An- and cation exchange chromatography was performed to further reduce the concentration of salts and minerals. It was previously shown that this method was successful in removing salt ions and other undesirable compounds and obtaining purified fractions of specific compounds such as lactic acid [66,67,68,69,70]. The anion exchange resin was more efficient in reducing the concentrations of sulphate, phosphates and nitrate, showing statistically significant differences (1.36 ± 0.01 mg/L PO43—P vs. the initial content of 58.58 ± 0.50 mg/L PO43—P; 24.3 ± 0.04 mg/L SO42− vs. the initial content of 80.82 ± 0.50 mg/L SO42−). Dupoiron et al. showed that a weak anion exchange resin (Amberlyst A2) was successful in removing carbohydrate fractions, chlorides and other anions such as sulfates and phosphates from ferulic acid contained in wheat bran, due to the resin strong affinity for OH- [71].

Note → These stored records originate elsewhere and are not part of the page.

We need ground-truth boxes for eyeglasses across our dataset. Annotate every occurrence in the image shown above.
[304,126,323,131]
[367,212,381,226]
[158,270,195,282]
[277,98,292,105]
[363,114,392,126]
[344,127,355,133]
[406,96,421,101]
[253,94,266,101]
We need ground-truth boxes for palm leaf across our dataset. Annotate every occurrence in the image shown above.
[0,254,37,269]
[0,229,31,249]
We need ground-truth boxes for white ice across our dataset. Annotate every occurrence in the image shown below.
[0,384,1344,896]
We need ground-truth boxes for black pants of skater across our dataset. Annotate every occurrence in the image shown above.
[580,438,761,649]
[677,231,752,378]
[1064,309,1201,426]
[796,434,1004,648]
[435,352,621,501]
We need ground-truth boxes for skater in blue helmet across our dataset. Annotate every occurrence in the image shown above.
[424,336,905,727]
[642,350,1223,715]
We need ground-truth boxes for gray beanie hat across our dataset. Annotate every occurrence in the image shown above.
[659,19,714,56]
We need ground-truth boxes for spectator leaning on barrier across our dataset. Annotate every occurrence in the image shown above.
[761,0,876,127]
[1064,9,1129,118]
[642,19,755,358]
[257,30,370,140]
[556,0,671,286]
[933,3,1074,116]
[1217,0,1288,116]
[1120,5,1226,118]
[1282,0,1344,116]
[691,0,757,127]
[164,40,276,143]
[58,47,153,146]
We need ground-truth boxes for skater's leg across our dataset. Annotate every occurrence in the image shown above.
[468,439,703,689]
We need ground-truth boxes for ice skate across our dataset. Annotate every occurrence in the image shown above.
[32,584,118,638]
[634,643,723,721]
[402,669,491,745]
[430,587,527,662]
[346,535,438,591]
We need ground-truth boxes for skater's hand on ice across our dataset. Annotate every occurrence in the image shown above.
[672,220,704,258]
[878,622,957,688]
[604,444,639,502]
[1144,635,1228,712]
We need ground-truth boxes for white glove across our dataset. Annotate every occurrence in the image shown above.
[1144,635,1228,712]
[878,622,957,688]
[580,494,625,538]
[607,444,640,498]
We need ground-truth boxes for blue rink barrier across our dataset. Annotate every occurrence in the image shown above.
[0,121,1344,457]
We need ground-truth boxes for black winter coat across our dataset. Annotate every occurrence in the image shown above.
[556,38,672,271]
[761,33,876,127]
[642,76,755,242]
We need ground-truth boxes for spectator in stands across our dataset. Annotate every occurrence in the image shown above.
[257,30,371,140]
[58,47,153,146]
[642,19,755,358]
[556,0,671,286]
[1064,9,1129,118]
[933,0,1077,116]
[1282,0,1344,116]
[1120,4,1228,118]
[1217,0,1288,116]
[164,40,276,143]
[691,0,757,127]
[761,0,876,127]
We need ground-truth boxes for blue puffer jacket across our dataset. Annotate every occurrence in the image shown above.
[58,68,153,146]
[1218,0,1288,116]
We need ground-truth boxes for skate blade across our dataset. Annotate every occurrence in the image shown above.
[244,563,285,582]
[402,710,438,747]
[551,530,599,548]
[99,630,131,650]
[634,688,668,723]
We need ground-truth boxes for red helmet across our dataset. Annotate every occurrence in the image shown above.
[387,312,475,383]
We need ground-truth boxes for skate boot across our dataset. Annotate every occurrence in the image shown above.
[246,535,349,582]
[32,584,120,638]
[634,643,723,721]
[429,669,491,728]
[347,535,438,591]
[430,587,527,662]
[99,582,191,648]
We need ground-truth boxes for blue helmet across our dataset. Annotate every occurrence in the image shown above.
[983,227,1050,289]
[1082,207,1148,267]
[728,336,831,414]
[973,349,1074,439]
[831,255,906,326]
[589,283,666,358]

Cation concentrations were lowered after the cation exchange, showing statistically significant differences; however, sodium concentrations increased significantly (507.22 ± 38 mg/L). Levels of HMF, furfural and phenols were also reduced during the downstream process (Table 6). Monosaccharide (xylose and arabinose) removal was the most efficient after the activated charcoal adsorption (92%). It was noticed that XOS concentrations registered a slight decrease during the down-streaming process; however, no statistically significant differences were noted.

Table 6

Removal of furfural, HMF and phenols after the down-streaming process.

Parameters		Resins
Parameter	Hydrolysate D Severity Factor 3.53	MN502	AC	A103S	C150S
HMF (mg/L)	9.71 ± 0.02	0.50 ± 0.01	<0.004	0.71 ± 0.01	0.65 ± 0.01
Furfural (mg/L)	139 ± 0.3	2.31 ± 0.1	<0.0124	<0.0124	5.37 ± 0.1
Phenol (mg/L)	16.66 ± 0.02	<0.079	<0.079	<0.079	16.20 ± 0.01
Kresol (mg/L)	<0.058	<0.058	<0.058	<0.058	<0.058
Catechol (mg/L)	<0.027	<0.027	<0.027	<0.027	<0.027
Guajacol (mg/L)	3.81 ± 0.01	<0.008	<0.008	<0.008	<0.008

Finally, it should be noted that the optimization of the downstream processing was not aim of the present work but is certainly needed to create feasible processes.

4. Conclusions

Our work showed that wheat straw could represent a low-cost alternative for production of fermentable sugars and xylo-oligosaccharides with low DP. Among the treatments applied, alkaline and enzymatic treatment with xylanase showed better results in terms of sugar release (glucose, xylose and arabinose) (18 g/L sugars), while XOS were generally released in lower amounts (highest concentration of 1.33 g/L). Refining experiments were carried out to obtain a purified fraction for potential food applications by using anion and cation exchange chromatography. The polymer adsorber resin MN-502 showed efficient removal of salts, cations, phenols and furan derivatives. However, further optimization treatments targeting a more efficient fractioning of the wheat straw are needed to obtain higher XOS yields in a purified form. Therefore, the integrated strategies in sugar-based biorefineries should target maximal sugar recoveries and fractioning processes that facilitate further conversion processes [72].